Talk about picking a lane!
The city closed a section of the dedicated Greenway bike path along the Red Hook waterfront for nearly three weeks as the nabe gears up to host a leg of the allegedly environmentally-friendly, international electric-car racing series Formula E, leaving area cyclists with nowhere safe to pedal during peak riding season, according to local leaders.
“The Greenway is heavily used — especially at this time of year,” said Eric McClure, Chairman of the Community Board 6 Transportation Committee. “Not having accommodation for Greenway users while they’re taking up the space seems like an error in judgment.”
The landscaped, green-colored path that runs along Bowne Street between Commerce and Verona streets is closed from July 3 to 21 so crews can set up the race’s fan village, where spectators can buy items such as food and merchandise during the two-day competition on July 15 and 16, according to a Formula E spokesman.
Access to a portion of the stretch — some of which has been covered by concrete slabs — is blocked by fences, and planters that normally sit beside it were exiled to nearby sidewalks, where signs announcing the lane’s closure have been posted.
The city recommended on Twitter that riders cycle along nearby Van Brunt Street instead, but they must share that road with drivers, making it far less safe than the Greenway, according to McClure.
“Van Brunt doesn’t offer any protected space the way the Greenway does for bike riders and runners,” he said.
Drivers in the massive race — who have taken their battery-powered cars to the streets of such exotic locales as Hong Kong, Marrakesh, and Paris — will zoom along a route that runs past the Cruise Terminal and hooks around Atlantic Basin, going to the edge of Pioneer and Conover streets, then running parallel to Imlay Street.
The city’s Economic Development Corporation — the agency working on the event with Formula E — claimed it would include locals in the process when it announced the race last year, but McClure said he had not heard of the Greenway closure until reached by this paper.
And some locals said blocking off a key access point for cyclists in the subway-starved nabe made them question just how much city and Formula E honchos have engaged residents.
“How are you involving the neighborhood when you close the bike lane?” said a Van Brunt Street business owner who asked not to be named.
City Councilman Carlos Menchaca (D–Red Hook) said he also never received advance notice about the plan to close the Greenway, and that he asked city and Formula E officials to host community meetings this week, in order to address locals’ concerns before the race weekend.
“Event operators failed to offer advance notice to nearby residents and cyclists — including myself — who rely on that section of bike path,” he said. “At a site visit last week, I called on the Formula E team and the EDC to demonstrate their commitment to community relations by conducting a pair of open meetings this week to address this and any other concerns.”

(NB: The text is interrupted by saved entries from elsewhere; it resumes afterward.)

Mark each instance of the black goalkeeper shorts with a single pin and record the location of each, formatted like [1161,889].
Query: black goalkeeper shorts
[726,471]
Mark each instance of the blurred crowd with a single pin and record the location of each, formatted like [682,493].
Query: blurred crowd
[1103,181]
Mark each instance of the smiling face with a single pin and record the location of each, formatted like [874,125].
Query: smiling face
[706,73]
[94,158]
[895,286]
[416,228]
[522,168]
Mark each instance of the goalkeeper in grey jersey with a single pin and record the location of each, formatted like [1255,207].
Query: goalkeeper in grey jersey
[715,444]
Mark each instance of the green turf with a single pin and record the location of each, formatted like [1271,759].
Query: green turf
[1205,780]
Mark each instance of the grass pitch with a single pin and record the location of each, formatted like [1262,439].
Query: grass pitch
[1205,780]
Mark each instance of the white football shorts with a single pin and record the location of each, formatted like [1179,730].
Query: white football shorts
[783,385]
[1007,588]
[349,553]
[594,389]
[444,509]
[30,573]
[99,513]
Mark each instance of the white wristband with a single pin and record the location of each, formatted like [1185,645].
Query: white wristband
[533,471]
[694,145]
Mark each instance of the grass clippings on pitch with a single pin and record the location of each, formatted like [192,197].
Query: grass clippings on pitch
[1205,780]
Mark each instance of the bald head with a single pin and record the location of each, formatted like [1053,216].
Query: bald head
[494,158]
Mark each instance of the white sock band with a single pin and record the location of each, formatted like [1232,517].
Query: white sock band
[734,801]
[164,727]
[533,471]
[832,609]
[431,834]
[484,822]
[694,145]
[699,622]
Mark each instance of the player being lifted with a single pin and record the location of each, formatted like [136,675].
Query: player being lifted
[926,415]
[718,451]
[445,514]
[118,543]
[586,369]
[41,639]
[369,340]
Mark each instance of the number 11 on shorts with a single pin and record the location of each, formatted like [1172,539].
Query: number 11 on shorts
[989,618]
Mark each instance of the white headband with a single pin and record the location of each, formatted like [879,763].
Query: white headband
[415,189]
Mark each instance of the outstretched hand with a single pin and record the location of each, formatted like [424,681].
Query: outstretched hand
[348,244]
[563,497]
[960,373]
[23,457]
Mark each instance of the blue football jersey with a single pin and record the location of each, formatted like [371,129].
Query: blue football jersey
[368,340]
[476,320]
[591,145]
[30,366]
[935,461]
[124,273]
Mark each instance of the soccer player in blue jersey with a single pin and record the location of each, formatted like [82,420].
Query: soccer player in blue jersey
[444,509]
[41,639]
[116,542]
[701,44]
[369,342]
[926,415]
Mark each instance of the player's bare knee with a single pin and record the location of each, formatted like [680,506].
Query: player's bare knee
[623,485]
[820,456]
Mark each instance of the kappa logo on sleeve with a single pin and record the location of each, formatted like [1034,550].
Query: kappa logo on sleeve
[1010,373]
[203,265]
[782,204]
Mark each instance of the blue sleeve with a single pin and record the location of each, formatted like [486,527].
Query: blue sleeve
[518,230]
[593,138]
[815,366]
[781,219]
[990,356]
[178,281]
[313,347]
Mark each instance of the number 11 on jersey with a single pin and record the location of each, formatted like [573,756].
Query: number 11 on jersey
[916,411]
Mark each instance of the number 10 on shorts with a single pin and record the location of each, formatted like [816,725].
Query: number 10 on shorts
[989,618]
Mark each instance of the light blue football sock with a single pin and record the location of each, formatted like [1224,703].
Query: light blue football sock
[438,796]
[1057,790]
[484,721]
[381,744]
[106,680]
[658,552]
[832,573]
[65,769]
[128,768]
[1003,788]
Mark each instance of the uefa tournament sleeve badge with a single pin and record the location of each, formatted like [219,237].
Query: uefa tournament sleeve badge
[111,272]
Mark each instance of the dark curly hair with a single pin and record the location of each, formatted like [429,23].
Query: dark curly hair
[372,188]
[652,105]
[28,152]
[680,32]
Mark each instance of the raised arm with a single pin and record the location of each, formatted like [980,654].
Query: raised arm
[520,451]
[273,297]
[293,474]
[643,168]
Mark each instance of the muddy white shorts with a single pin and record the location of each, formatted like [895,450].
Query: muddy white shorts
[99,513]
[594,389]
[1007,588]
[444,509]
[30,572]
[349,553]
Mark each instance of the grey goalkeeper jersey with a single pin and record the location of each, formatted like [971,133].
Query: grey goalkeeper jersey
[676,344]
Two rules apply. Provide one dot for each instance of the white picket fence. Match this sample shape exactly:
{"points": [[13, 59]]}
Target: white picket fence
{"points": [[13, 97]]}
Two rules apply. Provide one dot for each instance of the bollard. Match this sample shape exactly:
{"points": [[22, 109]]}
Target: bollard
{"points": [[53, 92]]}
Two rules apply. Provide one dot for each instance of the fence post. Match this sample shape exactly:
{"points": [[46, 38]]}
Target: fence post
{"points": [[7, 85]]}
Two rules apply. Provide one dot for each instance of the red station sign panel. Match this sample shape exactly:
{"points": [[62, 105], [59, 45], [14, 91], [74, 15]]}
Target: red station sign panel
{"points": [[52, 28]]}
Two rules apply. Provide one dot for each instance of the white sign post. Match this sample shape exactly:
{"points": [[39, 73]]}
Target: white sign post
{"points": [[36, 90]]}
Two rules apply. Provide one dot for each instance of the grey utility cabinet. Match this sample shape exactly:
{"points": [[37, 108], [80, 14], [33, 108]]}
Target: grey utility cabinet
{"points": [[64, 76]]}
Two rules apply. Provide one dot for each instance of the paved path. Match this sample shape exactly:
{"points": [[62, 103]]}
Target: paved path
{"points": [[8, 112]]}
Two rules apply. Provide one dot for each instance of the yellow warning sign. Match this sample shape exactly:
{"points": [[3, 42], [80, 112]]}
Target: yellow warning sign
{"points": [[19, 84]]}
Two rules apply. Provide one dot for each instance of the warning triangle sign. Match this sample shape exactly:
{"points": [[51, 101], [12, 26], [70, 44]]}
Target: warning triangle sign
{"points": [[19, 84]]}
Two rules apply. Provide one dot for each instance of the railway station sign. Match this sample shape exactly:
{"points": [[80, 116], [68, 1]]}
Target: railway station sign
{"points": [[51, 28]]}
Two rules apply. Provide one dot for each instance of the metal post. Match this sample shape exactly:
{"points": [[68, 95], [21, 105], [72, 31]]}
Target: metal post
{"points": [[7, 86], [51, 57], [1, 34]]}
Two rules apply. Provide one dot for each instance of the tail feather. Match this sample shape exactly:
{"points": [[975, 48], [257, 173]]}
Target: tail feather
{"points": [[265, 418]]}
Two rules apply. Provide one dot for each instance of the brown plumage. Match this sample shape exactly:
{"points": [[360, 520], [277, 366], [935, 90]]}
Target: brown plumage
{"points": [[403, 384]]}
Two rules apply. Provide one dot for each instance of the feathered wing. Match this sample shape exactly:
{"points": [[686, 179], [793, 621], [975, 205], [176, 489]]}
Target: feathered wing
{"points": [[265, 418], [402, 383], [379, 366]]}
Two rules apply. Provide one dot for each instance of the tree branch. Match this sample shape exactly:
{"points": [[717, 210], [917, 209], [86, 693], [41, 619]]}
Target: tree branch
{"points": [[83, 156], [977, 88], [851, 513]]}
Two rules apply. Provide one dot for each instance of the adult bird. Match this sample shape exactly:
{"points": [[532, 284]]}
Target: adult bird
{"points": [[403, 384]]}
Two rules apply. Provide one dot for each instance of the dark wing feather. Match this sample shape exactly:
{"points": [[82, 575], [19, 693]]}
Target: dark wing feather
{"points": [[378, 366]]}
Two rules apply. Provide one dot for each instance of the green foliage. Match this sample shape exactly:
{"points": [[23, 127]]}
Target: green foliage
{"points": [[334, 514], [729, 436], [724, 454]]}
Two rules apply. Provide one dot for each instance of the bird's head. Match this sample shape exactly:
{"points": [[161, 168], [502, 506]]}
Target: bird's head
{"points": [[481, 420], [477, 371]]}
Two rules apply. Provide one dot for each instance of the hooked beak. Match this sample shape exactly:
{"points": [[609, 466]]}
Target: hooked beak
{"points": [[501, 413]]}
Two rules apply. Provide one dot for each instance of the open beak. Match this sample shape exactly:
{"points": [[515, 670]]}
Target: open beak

The Formula E rep acknowledged it dropped the ball by closing the bike lane, but said it was an inevitable consequence of setting up the fan village planned for the site, and that the organization did all it could to not put locals out by hosting the event.
“I completely understand these comments,” said Sam Mallinson. “We want to minimize the disruption in our host cities. The stretch is unfortunate but we feel that having worked closely with local authorities, we’ve limited the impact on the neighborhood.”
The Department of Transportation did not return requests for comment.